Menfi tespit davasının kabulüne karar veren mahkeme, icra takibinden sonra açılan menfi tespit davasında icra takibinin haksız ve kötü niyetle yapılmış olduğuna kanaat getirirse, borçlunun menfi tespit davası açmak zorunda kalmış olmasına dayalı olarak ve borçlunun talebi halinde icra takibi alacağının yüzde yirmisinden aşağı olmamak üzere uğramış olduğu zararın alacaklıdan tahsil edilmesine karar verecektir.

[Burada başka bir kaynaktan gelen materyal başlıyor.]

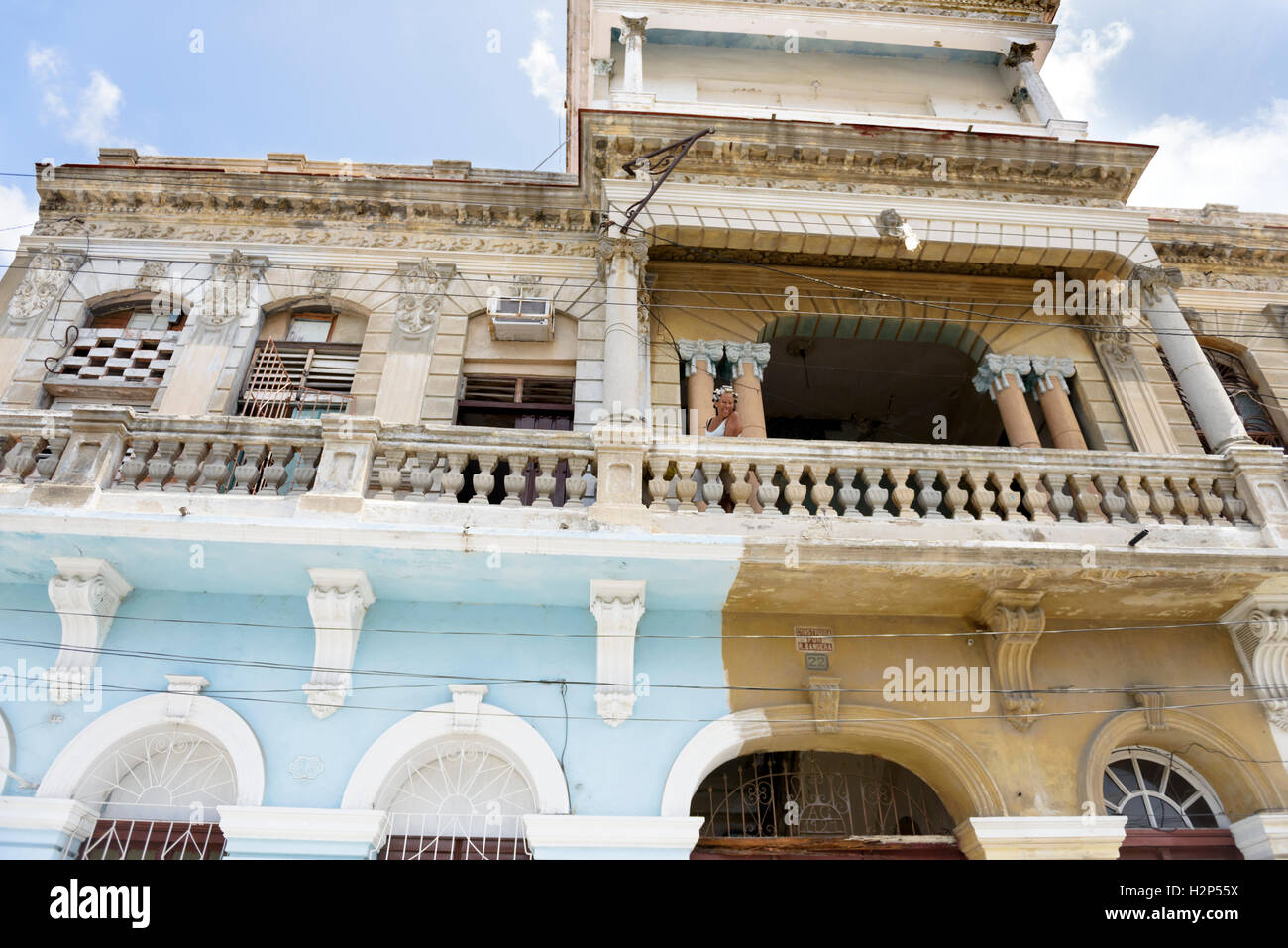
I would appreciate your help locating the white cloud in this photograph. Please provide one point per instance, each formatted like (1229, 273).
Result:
(1076, 63)
(98, 104)
(1198, 163)
(542, 67)
(17, 215)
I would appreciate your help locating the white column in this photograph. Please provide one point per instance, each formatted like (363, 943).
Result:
(1194, 373)
(617, 607)
(1021, 60)
(632, 38)
(621, 260)
(85, 592)
(338, 603)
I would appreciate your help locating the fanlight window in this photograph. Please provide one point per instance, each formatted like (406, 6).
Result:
(459, 800)
(1158, 791)
(159, 796)
(814, 793)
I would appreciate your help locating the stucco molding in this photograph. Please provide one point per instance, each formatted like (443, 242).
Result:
(617, 607)
(85, 592)
(218, 721)
(338, 603)
(1042, 837)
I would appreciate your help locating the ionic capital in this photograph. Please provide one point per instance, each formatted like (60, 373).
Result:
(694, 350)
(1000, 372)
(755, 353)
(1051, 371)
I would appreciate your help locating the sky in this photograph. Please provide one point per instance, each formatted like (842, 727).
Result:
(411, 81)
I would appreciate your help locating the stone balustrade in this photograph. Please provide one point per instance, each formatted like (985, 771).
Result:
(68, 456)
(936, 481)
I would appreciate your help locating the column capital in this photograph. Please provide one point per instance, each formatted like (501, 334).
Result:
(692, 350)
(1155, 281)
(632, 250)
(1047, 368)
(996, 372)
(634, 29)
(755, 353)
(1020, 53)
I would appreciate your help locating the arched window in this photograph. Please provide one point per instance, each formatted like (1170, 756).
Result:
(816, 800)
(1158, 791)
(459, 798)
(1244, 394)
(158, 796)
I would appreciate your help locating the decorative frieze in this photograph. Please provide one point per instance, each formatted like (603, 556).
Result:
(423, 290)
(617, 607)
(1017, 621)
(1258, 627)
(86, 591)
(338, 603)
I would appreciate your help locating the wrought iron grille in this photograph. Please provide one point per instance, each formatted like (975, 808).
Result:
(814, 793)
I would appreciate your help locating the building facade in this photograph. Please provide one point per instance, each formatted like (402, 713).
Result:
(370, 510)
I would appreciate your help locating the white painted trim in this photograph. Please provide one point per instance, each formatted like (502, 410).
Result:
(1263, 836)
(800, 207)
(606, 832)
(303, 824)
(5, 751)
(382, 261)
(514, 737)
(1042, 837)
(38, 813)
(219, 721)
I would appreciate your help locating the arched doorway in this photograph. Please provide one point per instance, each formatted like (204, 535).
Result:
(820, 804)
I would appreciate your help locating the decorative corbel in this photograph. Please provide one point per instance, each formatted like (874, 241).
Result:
(1016, 621)
(617, 607)
(1258, 627)
(85, 592)
(338, 601)
(824, 691)
(1154, 702)
(183, 689)
(465, 707)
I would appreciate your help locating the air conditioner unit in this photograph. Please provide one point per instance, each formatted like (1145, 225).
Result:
(520, 320)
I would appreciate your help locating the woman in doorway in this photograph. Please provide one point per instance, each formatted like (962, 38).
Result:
(728, 424)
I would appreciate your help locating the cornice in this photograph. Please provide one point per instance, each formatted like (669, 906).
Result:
(811, 156)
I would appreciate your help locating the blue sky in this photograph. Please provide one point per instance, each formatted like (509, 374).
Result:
(412, 81)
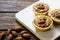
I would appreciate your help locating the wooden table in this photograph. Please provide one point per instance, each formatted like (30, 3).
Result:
(8, 9)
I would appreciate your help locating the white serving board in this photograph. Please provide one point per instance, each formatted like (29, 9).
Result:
(26, 16)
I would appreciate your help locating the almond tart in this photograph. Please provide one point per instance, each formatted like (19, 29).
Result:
(41, 8)
(42, 23)
(55, 15)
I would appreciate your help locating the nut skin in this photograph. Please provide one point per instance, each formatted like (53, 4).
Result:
(2, 35)
(22, 32)
(26, 35)
(14, 33)
(9, 31)
(17, 28)
(10, 37)
(19, 38)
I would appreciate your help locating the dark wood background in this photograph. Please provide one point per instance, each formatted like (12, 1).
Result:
(8, 9)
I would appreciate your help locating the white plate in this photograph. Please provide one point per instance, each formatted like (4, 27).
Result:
(26, 16)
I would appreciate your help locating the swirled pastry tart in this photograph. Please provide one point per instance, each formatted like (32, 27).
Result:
(55, 15)
(41, 8)
(42, 22)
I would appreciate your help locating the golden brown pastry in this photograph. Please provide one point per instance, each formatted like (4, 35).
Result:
(55, 15)
(42, 22)
(41, 8)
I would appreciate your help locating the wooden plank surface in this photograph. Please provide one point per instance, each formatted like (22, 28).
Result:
(8, 9)
(14, 5)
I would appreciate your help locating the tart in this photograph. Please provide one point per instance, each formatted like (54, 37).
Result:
(55, 15)
(40, 8)
(42, 22)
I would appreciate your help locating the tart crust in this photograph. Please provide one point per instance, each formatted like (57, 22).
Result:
(40, 28)
(56, 20)
(44, 11)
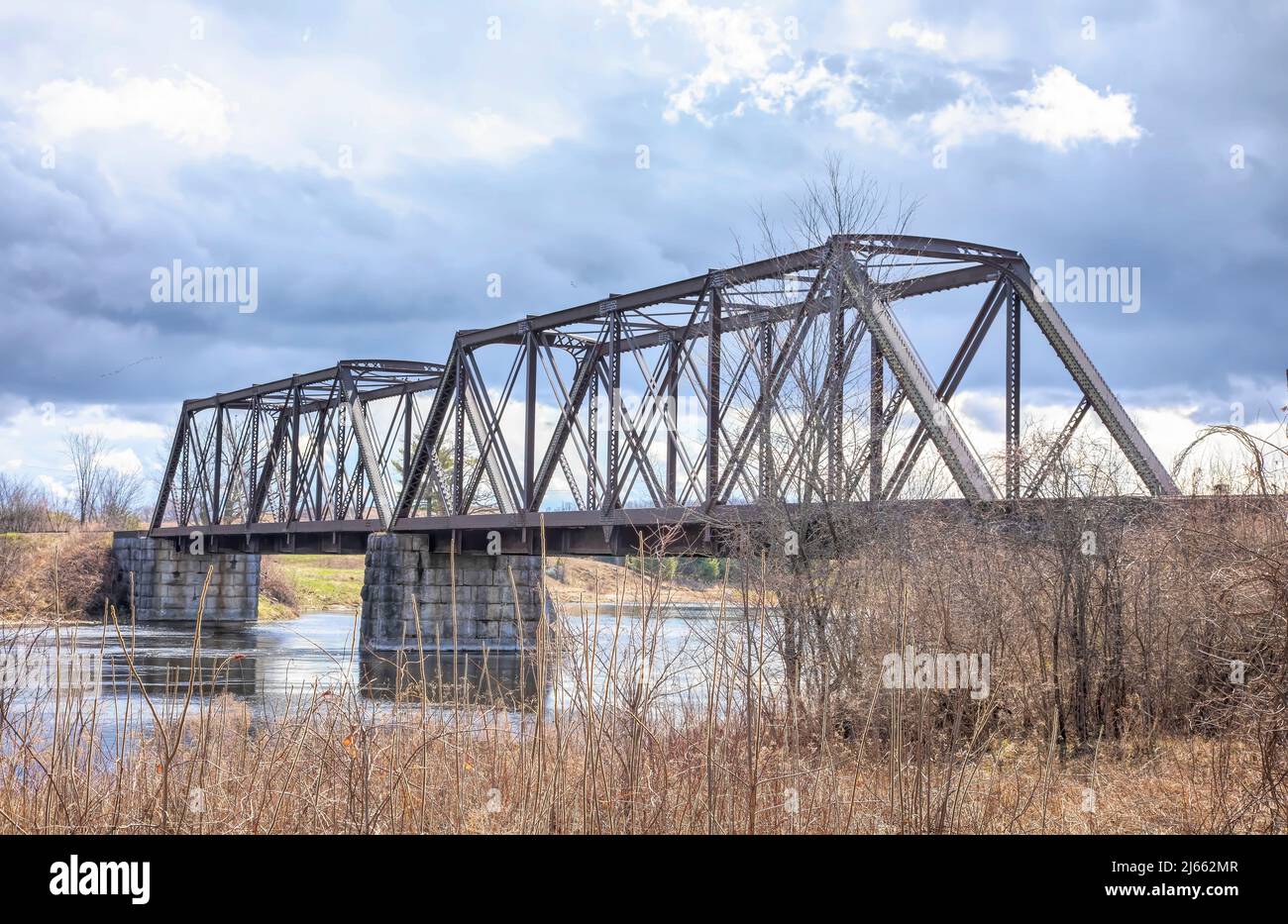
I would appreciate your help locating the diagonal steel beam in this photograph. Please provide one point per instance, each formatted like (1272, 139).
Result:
(1057, 447)
(953, 447)
(368, 454)
(1076, 360)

- Menfi Tespit Davasının Reddi
Menfi tespit davasının açılmış olduğu mahkeme davanın haksız olarak açılmış olduğuna kanaat getirirse davacı borçlunun davasını reddedecektir. Bu durumda verilmiş olan karar HMK madde 303 uyarınca maddi hukuk anlamında kesin hüküm teşkil edecektir. Verilen bu ret kararının pratikteki sonucu ise borçlunun borçlu olduğunun tespit edilmiş olmasıdır. Dolayısıyla da borçlu borcu ödedikten sonra bahse konu borcu haksız bir şekilde ödemiş olduğu iddiası ile istirdat davası ikame edemeyecektir.

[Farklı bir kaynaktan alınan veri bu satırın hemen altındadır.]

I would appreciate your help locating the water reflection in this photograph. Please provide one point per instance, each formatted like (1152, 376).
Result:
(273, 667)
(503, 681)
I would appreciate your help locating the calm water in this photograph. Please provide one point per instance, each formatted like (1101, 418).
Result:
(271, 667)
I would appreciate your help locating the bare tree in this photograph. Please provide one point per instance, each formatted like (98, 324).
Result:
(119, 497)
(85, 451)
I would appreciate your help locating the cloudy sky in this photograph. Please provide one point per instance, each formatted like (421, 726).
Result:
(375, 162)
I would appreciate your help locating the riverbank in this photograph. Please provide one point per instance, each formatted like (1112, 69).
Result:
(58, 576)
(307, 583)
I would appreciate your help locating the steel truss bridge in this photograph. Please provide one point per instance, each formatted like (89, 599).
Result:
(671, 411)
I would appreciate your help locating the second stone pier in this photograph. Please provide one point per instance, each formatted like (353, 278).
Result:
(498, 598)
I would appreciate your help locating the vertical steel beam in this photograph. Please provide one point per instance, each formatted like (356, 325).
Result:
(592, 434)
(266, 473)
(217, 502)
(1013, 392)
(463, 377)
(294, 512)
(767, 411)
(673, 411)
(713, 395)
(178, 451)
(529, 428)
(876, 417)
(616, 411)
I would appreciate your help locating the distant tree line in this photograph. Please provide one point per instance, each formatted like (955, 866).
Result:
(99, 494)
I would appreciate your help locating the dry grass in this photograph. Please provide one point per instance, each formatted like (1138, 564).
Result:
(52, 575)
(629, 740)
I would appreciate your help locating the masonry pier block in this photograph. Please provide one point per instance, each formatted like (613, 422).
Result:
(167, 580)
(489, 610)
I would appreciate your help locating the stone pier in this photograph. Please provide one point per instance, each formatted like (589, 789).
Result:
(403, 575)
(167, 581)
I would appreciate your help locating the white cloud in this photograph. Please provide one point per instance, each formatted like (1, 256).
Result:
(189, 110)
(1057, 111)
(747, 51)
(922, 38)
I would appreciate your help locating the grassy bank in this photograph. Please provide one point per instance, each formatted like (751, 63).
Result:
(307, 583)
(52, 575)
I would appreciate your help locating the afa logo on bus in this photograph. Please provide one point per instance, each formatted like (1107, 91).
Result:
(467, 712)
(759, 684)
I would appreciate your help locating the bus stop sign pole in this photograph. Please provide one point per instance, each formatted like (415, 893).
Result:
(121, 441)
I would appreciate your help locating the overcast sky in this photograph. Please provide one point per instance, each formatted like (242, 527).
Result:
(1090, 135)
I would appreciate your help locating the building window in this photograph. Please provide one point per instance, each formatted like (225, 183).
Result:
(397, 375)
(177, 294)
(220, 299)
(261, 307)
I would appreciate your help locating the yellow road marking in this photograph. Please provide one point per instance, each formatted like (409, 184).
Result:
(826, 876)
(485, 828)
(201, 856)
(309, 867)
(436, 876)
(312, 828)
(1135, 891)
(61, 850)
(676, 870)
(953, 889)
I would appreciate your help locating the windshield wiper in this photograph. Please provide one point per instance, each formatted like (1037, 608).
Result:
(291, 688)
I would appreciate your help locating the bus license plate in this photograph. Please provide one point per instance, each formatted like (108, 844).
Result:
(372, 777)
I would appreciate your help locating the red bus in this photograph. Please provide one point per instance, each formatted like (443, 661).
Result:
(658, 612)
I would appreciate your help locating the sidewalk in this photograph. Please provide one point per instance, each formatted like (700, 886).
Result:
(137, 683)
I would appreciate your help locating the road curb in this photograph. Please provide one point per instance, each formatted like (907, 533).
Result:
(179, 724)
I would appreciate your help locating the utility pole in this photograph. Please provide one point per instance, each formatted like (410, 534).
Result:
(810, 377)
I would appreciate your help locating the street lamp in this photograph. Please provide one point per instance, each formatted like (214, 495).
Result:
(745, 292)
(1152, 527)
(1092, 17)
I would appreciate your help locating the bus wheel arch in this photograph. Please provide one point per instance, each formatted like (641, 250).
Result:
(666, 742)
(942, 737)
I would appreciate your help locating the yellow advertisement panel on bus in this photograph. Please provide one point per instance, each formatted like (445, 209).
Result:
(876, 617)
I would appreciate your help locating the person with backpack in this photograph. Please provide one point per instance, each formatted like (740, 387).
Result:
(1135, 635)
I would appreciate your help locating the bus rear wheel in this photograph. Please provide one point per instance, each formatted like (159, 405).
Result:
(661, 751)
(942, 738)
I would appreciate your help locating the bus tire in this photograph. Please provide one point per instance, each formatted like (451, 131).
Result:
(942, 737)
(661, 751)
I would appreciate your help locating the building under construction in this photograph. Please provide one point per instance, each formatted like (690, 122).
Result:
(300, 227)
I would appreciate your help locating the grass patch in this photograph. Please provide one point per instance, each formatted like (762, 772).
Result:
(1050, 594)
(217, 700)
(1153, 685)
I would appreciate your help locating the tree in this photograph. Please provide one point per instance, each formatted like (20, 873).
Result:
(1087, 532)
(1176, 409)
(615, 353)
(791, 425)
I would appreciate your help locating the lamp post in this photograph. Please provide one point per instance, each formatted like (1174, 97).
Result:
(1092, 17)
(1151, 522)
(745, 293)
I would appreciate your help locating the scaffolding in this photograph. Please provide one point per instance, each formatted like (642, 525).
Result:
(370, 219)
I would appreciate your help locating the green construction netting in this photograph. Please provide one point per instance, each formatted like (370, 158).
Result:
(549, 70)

İİK m. 72/4 “Dava alacaklı lehine neticelenirse ihtiyati tedbir kararı kalkar. Buna dair hükmün kesinleşmesi halinde alacaklı ihtiyati tedbir dolayısıyla alacağını geç almış bulunmaktan doğan zararlarını gösterilen teminattan alır. Alacaklının uğradığı zarar aynı davada takdir olunarak karara bağlanır. Bu zarar herhalde yüzde yirmiden aşağı tayin edilemez” hükmünü getirmektedir. Buna göre menfi tespit davasında icra takibinin durması veya icra dairesi kasasındaki paranın alacaklıya ödenmemesi amacıyla verilmiş olan ihtiyati tedbir kararı, davanın reddiyle kendiliğinden kalkacaktır ve icra takibi kaldığı yerden devam edecektir.
Ayrıca alacaklı ihtiyati tedbir kararı sebebiyle alacağını geç almış olacağından ötürü mahkeme borçluyu alacağın en az yüzde yirmisi oranında tazminata mahkûm edecektir.
- Menfi Tespit Davasının İstirdat Davasına Dönüşmesi
Borçlunun alacaklıya karşı açmış olduğu menfi tespit davasında ihtiyati tedbir kararı verilmemiş olması sebebiyle borç alacaklıya davanın devamı esnasında ödenirse, menfi tespit davası olarak açılmış olan dava bu noktadan sonra istirdat davası olarak görülmeye devam edecektir. Bir diğer söylemle menfi tespit davası kendiliğinden istirdat davasına dönüşecektir.
[1] Kuru, Baki, İstinaf Sistemine Göre Yazılmış İcra ve İflas Hukuku, İstanbul, 2016, s:186.